The Blackouts Are Not an Accident. They're a Warning
How a cash-strapped national utility, a bloated political payroll, and a series of bad decisions led to the blackout we experienced today
Malé felt that familiar sinking feeling again today when the city went dark again. This is the second major blackout in less than three months, and it can't be written off as just a technical problem anymore. There is something very wrong.
The energy sector is often the first sign that an economy is going down. As the crisis got worse, we saw it happen in Sri Lanka, where power cuts became a daily problem. We see it in places like Syria and Cuba, where it is a constant struggle to keep the lights on.

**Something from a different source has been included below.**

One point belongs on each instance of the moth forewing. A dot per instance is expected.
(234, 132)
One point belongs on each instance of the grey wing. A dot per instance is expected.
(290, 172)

This pattern is all too familiar, and it's happening right now, right here. I wanted to know what the official story was, but I also wanted to know what was really going on. So, I spent the afternoon on the phone with a few high-ranking STELCO and government officials to find out what really happened.
What Really Happened in June
The blackout on June 1st wasn't just a random problem. My sources confirmed a chain of events that shows how awful things are at our national electricity company.
It all started with a money issue: STELCO had reached its credit limit and couldn't buy diesel from STO as before. The unpaid fuel bills are piling up. This made them switch the oil pipeline, for the Hulhumalé central powerhouse to an oil tank that hadn't been utilised in months. This is a reserve tank that isn't kept up very well.
The tank had been idle for quite sometime that a thick, mud-like substance had built up at the bottom. When they changed the fuel line, this sludge got sucked into the system, blocking the lines and running the engines out of oil. They all shut down one by one. The city-wide blackout was the result.
To be clear, the technical failure was a direct result of a financial and management failure. The national power company is running out of cash.
A Company Running on Fumes
Things are bad inside STELCO. An official I talked to said they are having trouble paying for even the most basic things, like salaries.
One source said, "Sometimes the STELCO bank balance is lower than an individual's," which is a shocking admission.
When a business is this short on cash, it can't afford to do regular, thorough maintenance on its engines. The engines get worse. It's impossible to buy fuel in large amounts, so they have to rely on old reserve tanks, which is what caused the June disaster.
So, how did we end up here? My talks brought up a number of long-standing problems:
Unsustainable Politics: Political decisions over the years have made payroll and administrative costs go through the roof, making them impossible to keep up with.
A Technical Brain Drain: The constant political appointments are making the skilled technical staff less motivated. I was told that good technicians have quit the company, which means there are now fewer technical experts in important decision-making positions, which is causing bad management.
Bad Investments: The company's finances have been drained by bad investments, such as the millions spent on starting an e-vehicle service in Malé, which is very different from what the company was supposed to do.
This May be Just the Beginning
The blackout today, the second one in such a short time, is not an isolated event. It is what happens when a company is in a lot of financial trouble because of bad management. It is a sign of a much bigger problem.
I'm afraid this is only the beginning. Things will probably get worse before they get better.
We need to be serious about this and ask the hard questions right now. Are we ready for a future where we can't count on getting enough electricity all the time? It is possible that blackouts could become a daily occurrence.